No! They do not contradict each other. For example in
lm1
(where we used x1
and x2
) we
found a strong evidence to fail to reject the null hypothesis for
x2
. However, when we fit only x2 in lm3
the
p-value associated with x2
seems to show that
x2
is statistically significant contrary to our earlier
assertion. However, this is not to say that the results contradict each
other, instead we are simply having the problem of
collinearity.
x1 <- c(x1, 0.1)
x2 <- c(x2, 0.8)
y <- c(y, 6)
#with both x1 and x2
lm4 = lm(y ~ x1 + x2)
summary(lm4)
##
## Call:
## lm(formula = y ~ x1 + x2)
##
## Residuals:
## Min 1Q Median 3Q Max
## -2.73348 -0.69318 -0.05263 0.66385 2.30619
##
## Coefficients:
## Estimate Std. Error t value Pr(>|t|)
## (Intercept) 2.2267 0.2314 9.624 7.91e-16 ***
## x1 0.5394 0.5922 0.911 0.36458
## x2 2.5146 0.8977 2.801 0.00614 **
## ---
## Signif. codes: 0 '***' 0.001 '**' 0.01 '*' 0.05 '.' 0.1 ' ' 1
##
## Residual standard error: 1.075 on 98 degrees of freedom
## Multiple R-squared: 0.2188, Adjusted R-squared: 0.2029
## F-statistic: 13.72 on 2 and 98 DF, p-value: 5.564e-06
#with only x1
lm5 = lm(y ~ x1)
summary(lm5)
##
## Call:
## lm(formula = y ~ x1)
##
## Residuals:
## Min 1Q Median 3Q Max
## -2.8897 -0.6556 -0.0909 0.5682 3.5665
##
## Coefficients:
## Estimate Std. Error t value Pr(>|t|)
## (Intercept) 2.2569 0.2390 9.445 1.78e-15 ***
## x1 1.7657 0.4124 4.282 4.29e-05 ***
## ---
## Signif. codes: 0 '***' 0.001 '**' 0.01 '*' 0.05 '.' 0.1 ' ' 1
##
## Residual standard error: 1.111 on 99 degrees of freedom
## Multiple R-squared: 0.1562, Adjusted R-squared: 0.1477
## F-statistic: 18.33 on 1 and 99 DF, p-value: 4.295e-05
#finally with just x2
lm6 = lm(y ~ x2)
summary(lm6)
##
## Call:
## lm(formula = y ~ x2)
##
## Residuals:
## Min 1Q Median 3Q Max
## -2.64729 -0.71021 -0.06899 0.72699 2.38074
##
## Coefficients:
## Estimate Std. Error t value Pr(>|t|)
## (Intercept) 2.3451 0.1912 12.264 < 2e-16 ***
## x2 3.1190 0.6040 5.164 1.25e-06 ***
## ---
## Signif. codes: 0 '***' 0.001 '**' 0.01 '*' 0.05 '.' 0.1 ' ' 1
##
## Residual standard error: 1.074 on 99 degrees of freedom
## Multiple R-squared: 0.2122, Adjusted R-squared: 0.2042
## F-statistic: 26.66 on 1 and 99 DF, p-value: 1.253e-06
From the results of the 3 above models we notice some changes in
coefficient estimates. The estimates have slightly shifted in all the
models, with some significant changes in x1
and
x2
. For example, in the multiple regression model, the
coefficient for x1
dropped from 0.5394 to 0.1671,
suggesting that the new observation significantly affects the
relationship.
We can make a scatter plot of x1 vs. x2 in an attempt to identify whether the new point is an outlier
plot(x1, x2, main = "Scatter Plot: x1 vs. x2", col="blue", pch=19)

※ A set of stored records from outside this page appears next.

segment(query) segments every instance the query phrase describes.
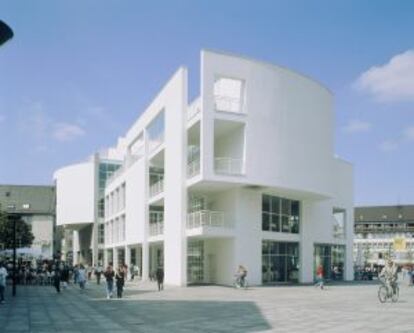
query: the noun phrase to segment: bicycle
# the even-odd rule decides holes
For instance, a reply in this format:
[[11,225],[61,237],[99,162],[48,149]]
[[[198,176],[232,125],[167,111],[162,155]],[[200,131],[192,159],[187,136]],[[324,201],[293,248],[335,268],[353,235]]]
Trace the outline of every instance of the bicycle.
[[235,275],[235,280],[233,284],[236,289],[240,289],[240,288],[247,289],[248,287],[248,282],[247,282],[246,277],[244,277],[244,279],[241,279],[240,276],[238,275]]
[[387,300],[391,300],[391,302],[395,303],[398,301],[398,297],[400,295],[400,289],[395,283],[394,288],[391,286],[389,282],[385,282],[381,280],[382,285],[378,288],[378,299],[381,303],[385,303]]

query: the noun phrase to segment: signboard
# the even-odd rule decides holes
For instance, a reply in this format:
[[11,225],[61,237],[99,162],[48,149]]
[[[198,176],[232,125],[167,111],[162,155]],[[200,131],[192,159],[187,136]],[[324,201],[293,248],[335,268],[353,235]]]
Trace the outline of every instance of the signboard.
[[405,240],[405,238],[402,238],[402,237],[396,237],[396,238],[394,238],[394,240],[393,240],[393,242],[394,242],[394,250],[395,251],[405,251],[405,249],[406,249],[406,240]]

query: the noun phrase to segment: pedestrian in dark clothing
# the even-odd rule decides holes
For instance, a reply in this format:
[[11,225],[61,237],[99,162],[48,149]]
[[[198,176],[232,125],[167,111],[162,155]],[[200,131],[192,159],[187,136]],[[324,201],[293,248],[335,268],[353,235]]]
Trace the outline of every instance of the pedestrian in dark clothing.
[[53,271],[53,285],[56,288],[56,291],[60,293],[60,279],[61,279],[61,271],[59,265],[55,266],[55,270]]
[[122,293],[124,291],[124,284],[125,284],[125,272],[124,268],[120,266],[115,274],[116,280],[116,294],[118,298],[122,298]]
[[114,289],[114,276],[115,276],[114,270],[112,269],[111,265],[109,265],[106,268],[104,272],[104,276],[106,279],[106,298],[110,299],[112,298],[112,292]]
[[63,266],[60,279],[63,282],[63,289],[66,289],[69,283],[69,267],[67,265]]
[[158,284],[158,291],[161,291],[164,289],[164,269],[159,266],[157,271],[155,272],[155,277],[157,279]]

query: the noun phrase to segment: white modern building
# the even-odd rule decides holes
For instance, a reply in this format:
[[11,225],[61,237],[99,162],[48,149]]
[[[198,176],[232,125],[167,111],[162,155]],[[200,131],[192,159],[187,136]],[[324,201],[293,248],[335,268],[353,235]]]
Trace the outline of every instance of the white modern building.
[[143,279],[163,266],[180,286],[230,284],[239,264],[250,284],[312,282],[319,264],[352,279],[353,171],[334,154],[332,93],[212,51],[200,81],[189,104],[179,68],[115,147],[56,172],[74,261],[133,263]]

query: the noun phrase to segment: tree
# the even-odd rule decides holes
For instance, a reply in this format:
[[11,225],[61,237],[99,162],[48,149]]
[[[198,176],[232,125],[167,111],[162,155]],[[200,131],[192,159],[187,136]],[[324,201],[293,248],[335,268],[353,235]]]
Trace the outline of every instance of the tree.
[[[16,245],[18,247],[30,247],[34,236],[30,226],[21,217],[13,216],[16,219]],[[0,211],[0,244],[5,249],[13,248],[13,220]]]

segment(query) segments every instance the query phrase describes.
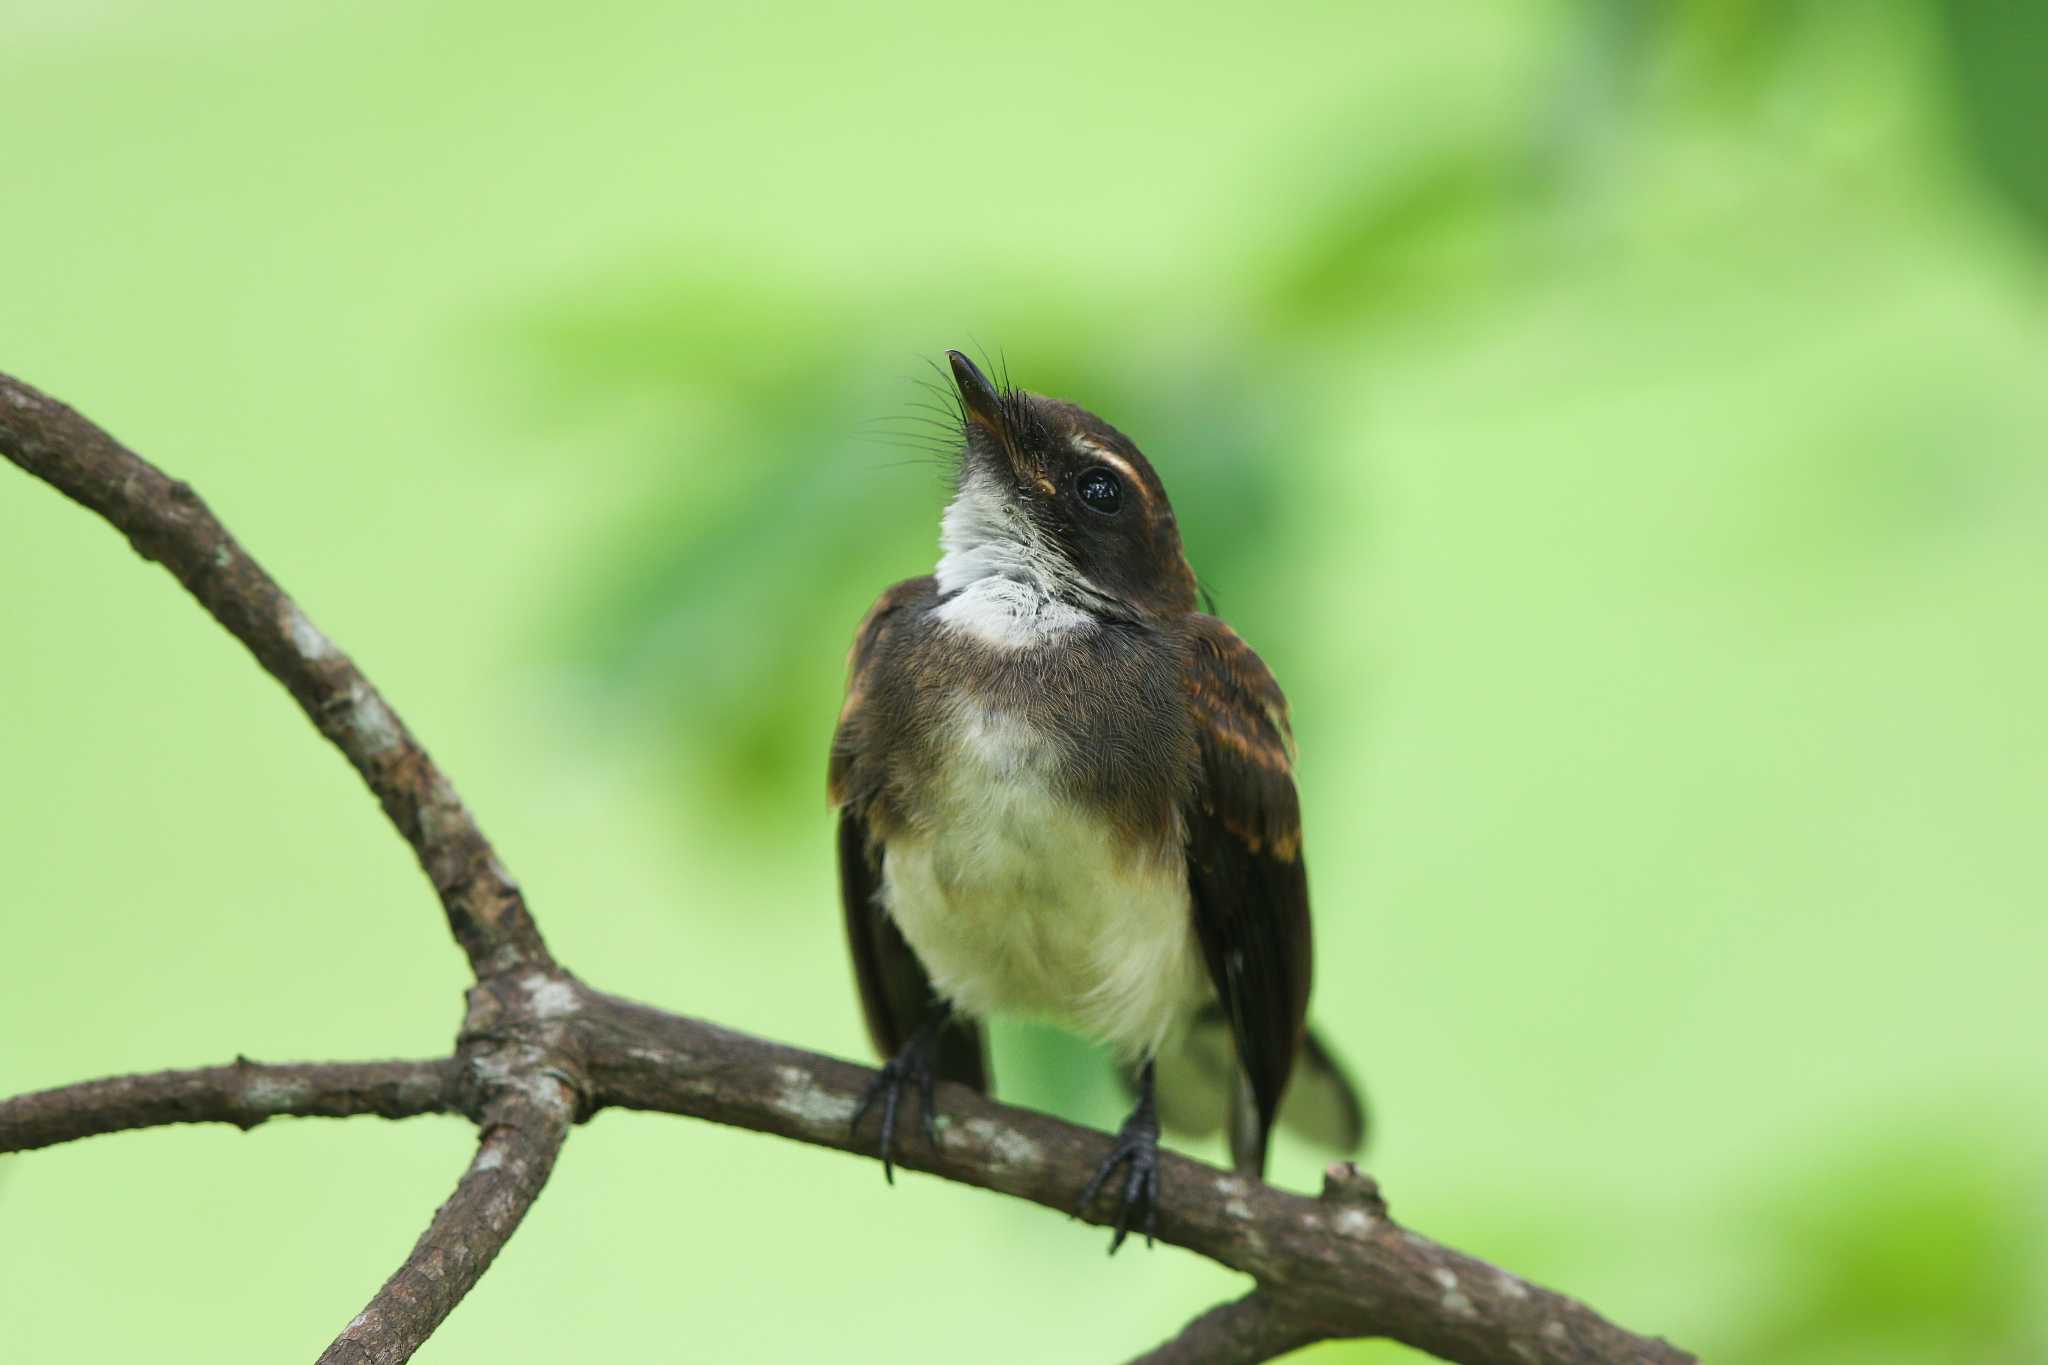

From the scatter plot above, we can definitely see that the new
observation is an outlier in the scatter plot of x1
vs. x1
.
We then to finally check whether the observation is a high-leverage point:
#for the multiple regression model
which.max(hatvalues(lm4))
## 101
## 101
x2[101]
## [1] 0.8
x1[101]
## [1] 0.1
#here we see the new observation is a high leverate point
#for the regression model using only x1
which.max(hatvalues(lm5))
## 27
## 27
x2[27]
## [1] -0.03763402
x1[27]
## [1] 0.01339033
#here it doesn't seem like the new observation is a high leverage point.
#finally we check for the regression model using x2
which.max(hatvalues(lm6))
## 101
## 101
x2[101]
## [1] 0.8
x1[101]
## [1] 0.1
#again, here we see that the new observation is a high leverage point.
From the results above, we can see that the new observation is not a high leverage point in all the models, but it is in 2 of our models as shown above.